The operational signal is that model choice is now intertwined with access architecture. If an organisation can switch to open source models and internal hosting when spend increases, then IAM and platform teams need to be ready for access reviews, offboarding, and change control to cover GPU clusters, orchestrators, and service accounts as a single trust chain. That is where the next control gap appears, and it is already visible in NIST Cybersecurity Framework 2.0 terms of govern, protect, and respond.


For practitioners

  • Map AI inference workloads to workload identities Inventory every model-serving environment, the service accounts that operate it, and the credentials used for deployment, inference, logging, and telemetry. If an AI system can reach other systems, it needs a named identity owner and a defined access boundary.
  • Separate model access from platform administration Split permissions so the teams that tune prompts, models, or routing cannot also grant themselves broad infrastructure access. The goal is to keep inference change control distinct from cluster administration and cloud-level privilege.
  • Review in-house AI workloads as part of NHI lifecycle governance Include AI inference environments in joiner-mover-leaver, access review, and offboarding processes. When models move between vendors, accounts, or environments, revoke stale tokens and revalidate runtime trust paths.
  • Define escalation paths for model-serving changes Require approvals for changes that alter model endpoints, GPU pools, API routing, or downstream service reach. Those changes can silently expand the blast radius of the workload and should be treated as privileged actions.

Key takeaways

  • Open source model adoption is shifting AI governance from external dependency management to internal workload identity control.
  • Once inference spend justifies in-house hosting, permissions around deployment, routing, and runtime access become the real control plane.
  • IAM teams should extend NHI lifecycle governance to AI infrastructure before model-serving environments accumulate unmanaged privilege.

Standards & Framework Alignment

This section maps relevant standards and security frameworks to the operational risks and controls described in this guidance.
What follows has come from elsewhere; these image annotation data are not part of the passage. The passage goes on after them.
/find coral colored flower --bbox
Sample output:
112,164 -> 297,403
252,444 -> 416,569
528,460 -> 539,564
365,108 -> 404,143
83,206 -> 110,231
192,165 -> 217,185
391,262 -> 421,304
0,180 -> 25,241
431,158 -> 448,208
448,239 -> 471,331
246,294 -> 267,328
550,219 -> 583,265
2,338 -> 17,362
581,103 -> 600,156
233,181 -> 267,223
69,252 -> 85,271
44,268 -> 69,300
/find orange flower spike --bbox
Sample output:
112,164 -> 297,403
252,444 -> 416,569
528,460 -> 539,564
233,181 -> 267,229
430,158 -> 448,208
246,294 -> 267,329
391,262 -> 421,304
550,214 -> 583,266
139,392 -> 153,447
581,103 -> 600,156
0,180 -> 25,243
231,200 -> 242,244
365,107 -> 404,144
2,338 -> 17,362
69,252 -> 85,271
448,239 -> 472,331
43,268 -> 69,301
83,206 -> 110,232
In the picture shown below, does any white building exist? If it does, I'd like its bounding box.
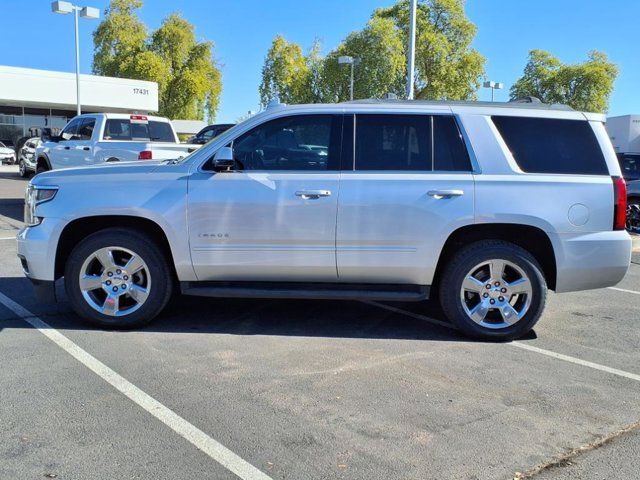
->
[0,65,158,142]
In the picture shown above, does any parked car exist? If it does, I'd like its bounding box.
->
[187,123,235,145]
[17,101,631,340]
[18,137,42,178]
[618,153,640,182]
[0,142,16,165]
[627,180,640,234]
[36,113,199,173]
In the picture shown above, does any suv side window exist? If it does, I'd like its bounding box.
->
[355,114,431,170]
[233,115,341,170]
[491,116,609,175]
[78,118,96,140]
[432,115,472,172]
[352,114,472,172]
[60,118,82,140]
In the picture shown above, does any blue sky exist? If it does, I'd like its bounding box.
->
[0,0,640,122]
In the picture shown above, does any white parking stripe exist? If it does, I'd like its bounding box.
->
[609,287,640,295]
[509,342,640,382]
[363,302,640,382]
[0,293,271,480]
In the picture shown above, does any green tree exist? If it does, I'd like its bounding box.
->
[510,50,618,113]
[374,0,485,100]
[93,0,222,121]
[259,35,311,106]
[319,17,406,102]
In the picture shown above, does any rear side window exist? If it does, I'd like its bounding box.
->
[355,114,471,172]
[433,115,471,172]
[492,116,609,175]
[78,118,96,140]
[104,118,176,143]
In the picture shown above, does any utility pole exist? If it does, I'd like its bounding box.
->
[407,0,418,100]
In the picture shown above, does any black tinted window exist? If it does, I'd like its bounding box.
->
[233,115,337,170]
[60,118,82,140]
[433,115,471,172]
[148,120,176,142]
[78,118,96,140]
[493,116,608,175]
[104,118,131,140]
[104,118,176,143]
[355,114,431,170]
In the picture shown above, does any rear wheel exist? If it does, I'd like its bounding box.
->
[626,197,640,233]
[440,240,547,340]
[65,229,173,328]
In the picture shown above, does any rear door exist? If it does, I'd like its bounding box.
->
[336,114,474,285]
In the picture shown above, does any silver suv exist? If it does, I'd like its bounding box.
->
[18,101,631,340]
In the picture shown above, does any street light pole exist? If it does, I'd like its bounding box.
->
[338,55,360,101]
[73,6,82,115]
[51,1,100,115]
[407,0,418,100]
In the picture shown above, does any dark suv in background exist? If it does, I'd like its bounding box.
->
[618,153,640,233]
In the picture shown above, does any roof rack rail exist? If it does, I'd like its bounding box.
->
[341,97,573,111]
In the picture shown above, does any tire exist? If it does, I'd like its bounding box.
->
[439,240,547,341]
[18,160,29,178]
[64,228,173,328]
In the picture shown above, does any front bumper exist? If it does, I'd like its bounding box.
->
[551,231,631,293]
[16,218,63,290]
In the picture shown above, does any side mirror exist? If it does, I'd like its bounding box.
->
[213,147,236,172]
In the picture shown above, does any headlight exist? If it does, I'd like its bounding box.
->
[24,184,58,227]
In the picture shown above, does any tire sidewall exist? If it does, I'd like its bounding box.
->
[64,229,173,328]
[440,244,547,341]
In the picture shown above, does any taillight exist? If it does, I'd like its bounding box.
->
[613,177,627,230]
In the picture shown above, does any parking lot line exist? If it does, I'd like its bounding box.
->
[0,293,272,480]
[609,287,640,295]
[363,302,640,382]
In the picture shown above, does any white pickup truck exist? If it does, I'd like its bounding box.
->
[36,113,200,173]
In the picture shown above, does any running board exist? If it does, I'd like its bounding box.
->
[180,282,429,302]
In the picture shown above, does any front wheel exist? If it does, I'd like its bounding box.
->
[64,228,173,328]
[440,240,547,341]
[627,197,640,233]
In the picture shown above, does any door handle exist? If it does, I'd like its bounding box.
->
[427,190,464,200]
[296,190,331,200]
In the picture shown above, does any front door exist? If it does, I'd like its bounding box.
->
[336,114,474,285]
[188,115,342,282]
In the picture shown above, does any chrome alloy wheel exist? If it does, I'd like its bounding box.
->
[79,247,151,317]
[460,259,533,329]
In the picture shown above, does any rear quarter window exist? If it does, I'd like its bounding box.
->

OWASP Non-Human Identity Top 10 address the attack and risk surface, while NIST CSF 2.0 and NIST Zero Trust (SP 800-207) set the governance and control requirements practitioners need to meet.

FrameworkControl / ReferenceRelevance
OWASP Non-Human Identity Top 10NHI-01Inference platforms depend on non-human credentials and scoped runtime access.
NIST CSF 2.0PR.AC-4Access control governs who can alter the AI workload and its trust boundaries.
NIST Zero Trust (SP 800-207)Zero trust applies to internal AI services that call other systems and data sources.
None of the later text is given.